Our study showed that gannet foraging behaviour varies at the four considered levels and that all derive from individual flexibility. Individual flexibility, and as a consequence inter-individual variability, may give to gannets an advantageous ability to cope with environmental changes. The world population of Northern gannets dramatically declined across the nineteenth century because of a massive exploitation of adults, eggs and chicks (Wanless et al. 2005), but gannets positively and rapidly responded to protection measures during the twentieth century, recovering and recolonizing a large part of their distribution area (Montevecchi and Hufthammer 1990; Wanless et al. 2005). The rapid recovery of gannets over the last decades might be related to their highly flexible foraging behaviour (Garthe et al. 2007; Hamer et al. 2001, 2007) and broad diet spectrum (Montevecchi et al. 2009). Young colonies often experience a long latency period in their development, during which only a small number of pioneers settles, before becoming attractive for other individuals and growing fast (Montevecchi et al. 1987; Moss et al. 2002). Pioneering individuals will not have the benefit of many conspecifics to attend efficiently all profitable feeding areas (Forbes and Kaiser 1994) either via local enhancement (Davoren et al. 2003b) or public information (Ward and Zahavi 1973). Instead, they must rely upon individual flexibility to cope with the unpredictable marine environment. Thus, the foraging flexibility of settlers might be essential for an efficient exploitation of resources and to ensure the durability of the colony during the early stage of its development. It is, however, essential to assess the magnitude of foraging flexibility across the year cycle (e.g. during and outside the breeding season), as well as for different life stages (fledglings and juveniles, breeding and non-breeding individuals, see Votier et al. 2011), to attain a complete picture of behaviours that fuel plasticity in marine top predators such as gannets.

Our results also showed that the distribution of foraging birds might differ amongst years. This must be considered in the future when developing conservation measures intended to protect marine predators.
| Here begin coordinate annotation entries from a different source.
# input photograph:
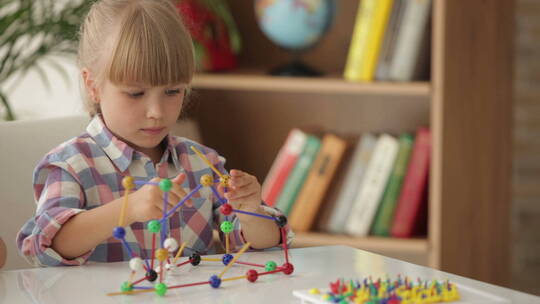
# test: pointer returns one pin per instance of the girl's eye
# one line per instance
(172, 92)
(136, 94)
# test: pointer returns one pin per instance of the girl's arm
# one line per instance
(3, 253)
(245, 194)
(259, 232)
(86, 230)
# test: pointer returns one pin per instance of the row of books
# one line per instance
(375, 186)
(390, 41)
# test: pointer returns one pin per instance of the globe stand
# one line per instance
(295, 69)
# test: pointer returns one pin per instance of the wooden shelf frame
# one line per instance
(467, 104)
(327, 85)
(377, 244)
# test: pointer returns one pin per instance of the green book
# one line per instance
(385, 213)
(298, 175)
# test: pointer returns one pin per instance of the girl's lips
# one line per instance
(153, 131)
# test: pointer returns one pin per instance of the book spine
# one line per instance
(298, 175)
(378, 27)
(359, 40)
(414, 185)
(369, 196)
(353, 179)
(385, 213)
(285, 162)
(389, 42)
(310, 198)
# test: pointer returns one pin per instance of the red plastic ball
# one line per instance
(226, 209)
(288, 268)
(252, 275)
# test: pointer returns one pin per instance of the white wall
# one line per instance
(31, 99)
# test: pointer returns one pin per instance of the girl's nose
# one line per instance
(155, 109)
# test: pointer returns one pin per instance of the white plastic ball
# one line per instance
(171, 244)
(136, 264)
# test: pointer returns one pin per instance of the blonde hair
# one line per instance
(138, 41)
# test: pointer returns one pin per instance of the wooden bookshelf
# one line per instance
(246, 115)
(414, 246)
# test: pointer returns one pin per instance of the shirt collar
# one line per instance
(120, 153)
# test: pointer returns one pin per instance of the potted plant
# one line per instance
(32, 33)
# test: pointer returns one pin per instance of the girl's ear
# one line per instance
(90, 84)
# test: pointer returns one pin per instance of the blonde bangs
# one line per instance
(152, 47)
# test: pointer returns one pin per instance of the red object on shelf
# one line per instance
(409, 207)
(211, 32)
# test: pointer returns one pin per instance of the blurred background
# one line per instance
(32, 98)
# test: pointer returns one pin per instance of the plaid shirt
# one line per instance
(87, 171)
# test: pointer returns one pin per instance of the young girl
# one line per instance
(136, 61)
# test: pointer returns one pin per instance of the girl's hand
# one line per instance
(147, 203)
(244, 192)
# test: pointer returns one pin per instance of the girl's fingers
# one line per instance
(179, 179)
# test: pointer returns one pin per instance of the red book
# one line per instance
(282, 166)
(409, 207)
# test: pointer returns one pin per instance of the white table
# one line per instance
(314, 267)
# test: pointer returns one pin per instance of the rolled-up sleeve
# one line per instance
(59, 197)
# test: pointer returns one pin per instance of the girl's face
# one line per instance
(141, 115)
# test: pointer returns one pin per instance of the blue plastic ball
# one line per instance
(119, 232)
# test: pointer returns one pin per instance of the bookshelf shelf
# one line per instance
(467, 104)
(333, 84)
(378, 244)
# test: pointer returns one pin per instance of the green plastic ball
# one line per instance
(154, 226)
(161, 289)
(270, 266)
(226, 227)
(165, 185)
(126, 286)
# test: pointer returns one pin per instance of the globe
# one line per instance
(295, 25)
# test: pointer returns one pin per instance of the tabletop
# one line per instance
(313, 267)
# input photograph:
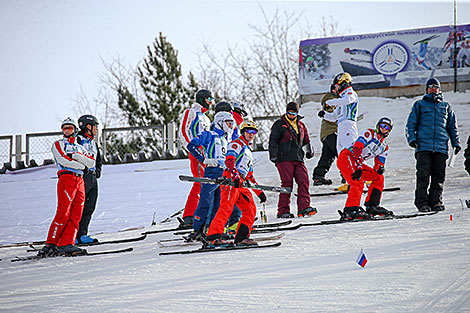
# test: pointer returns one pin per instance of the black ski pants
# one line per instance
(91, 196)
(430, 166)
(328, 155)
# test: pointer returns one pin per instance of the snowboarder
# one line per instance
(88, 125)
(328, 139)
(287, 141)
(214, 146)
(431, 123)
(72, 160)
(370, 144)
(194, 122)
(345, 113)
(238, 162)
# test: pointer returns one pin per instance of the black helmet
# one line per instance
(432, 81)
(87, 119)
(202, 95)
(384, 120)
(223, 106)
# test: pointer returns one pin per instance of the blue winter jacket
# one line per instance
(432, 123)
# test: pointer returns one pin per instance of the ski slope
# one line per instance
(414, 265)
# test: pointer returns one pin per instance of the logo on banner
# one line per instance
(390, 58)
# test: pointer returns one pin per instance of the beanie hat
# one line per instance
(292, 106)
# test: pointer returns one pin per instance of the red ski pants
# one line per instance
(346, 166)
(197, 169)
(70, 200)
(229, 197)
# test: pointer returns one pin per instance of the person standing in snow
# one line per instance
(214, 146)
(193, 122)
(370, 144)
(345, 113)
(288, 138)
(88, 125)
(72, 160)
(328, 137)
(431, 123)
(239, 168)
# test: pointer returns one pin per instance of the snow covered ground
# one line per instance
(415, 265)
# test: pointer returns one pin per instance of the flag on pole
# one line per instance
(361, 259)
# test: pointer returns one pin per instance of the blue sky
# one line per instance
(50, 48)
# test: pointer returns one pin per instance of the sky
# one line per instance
(51, 49)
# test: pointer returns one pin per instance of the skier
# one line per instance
(328, 139)
(288, 138)
(72, 160)
(238, 162)
(214, 146)
(370, 144)
(431, 123)
(194, 122)
(345, 113)
(88, 125)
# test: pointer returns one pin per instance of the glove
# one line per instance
(262, 197)
(357, 174)
(211, 162)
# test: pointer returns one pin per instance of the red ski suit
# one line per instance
(71, 158)
(368, 145)
(238, 159)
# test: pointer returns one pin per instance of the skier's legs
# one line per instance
(423, 172)
(286, 173)
(197, 170)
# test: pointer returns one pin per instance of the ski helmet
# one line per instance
(432, 81)
(387, 121)
(220, 119)
(203, 96)
(248, 125)
(223, 106)
(85, 120)
(343, 80)
(70, 121)
(239, 108)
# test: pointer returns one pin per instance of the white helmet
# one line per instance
(70, 121)
(220, 119)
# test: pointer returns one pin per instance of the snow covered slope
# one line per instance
(415, 265)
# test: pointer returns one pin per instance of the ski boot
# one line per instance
(353, 213)
(247, 242)
(318, 181)
(378, 210)
(307, 212)
(70, 250)
(48, 250)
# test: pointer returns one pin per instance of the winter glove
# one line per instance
(211, 162)
(357, 174)
(262, 197)
(380, 170)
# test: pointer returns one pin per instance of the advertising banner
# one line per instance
(388, 59)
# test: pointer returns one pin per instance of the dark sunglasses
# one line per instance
(385, 126)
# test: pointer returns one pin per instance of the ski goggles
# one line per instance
(385, 126)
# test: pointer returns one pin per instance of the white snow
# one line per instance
(415, 265)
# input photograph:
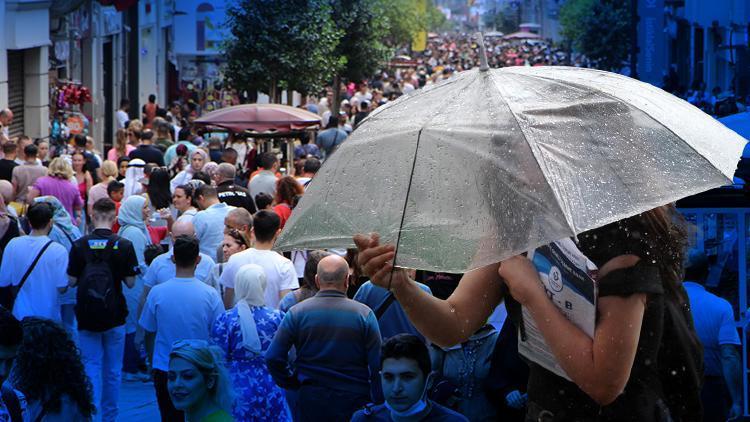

Marine protected areas (MPA) are increasingly implemented to protect pelagic habitats (Wood et al. 2008), but the mobility of targeted species is a challenge to define suitable limits for them (Game et al. 2009). Bio-logging technologies have greatly improved our knowledge of the spatial ecology of marine species (Ryan et al. 2004; Staniland et al. 2004; Piatt et al. 2006; Burger and Shaffer 2008), and concurrently, the dynamic character of marine ecosystems needs to be considered by providing multi-year data to conservation managers (Wilson et al. 2009). Multi-site studies might also be necessary to faithfully describe foraging behaviour on a regional scale and acquire a reliable overview of animal behaviour. These constraints should be taken into account in future studies and management decisions to avoid a mismatch between the complexity of animal behaviour and conservation objectives.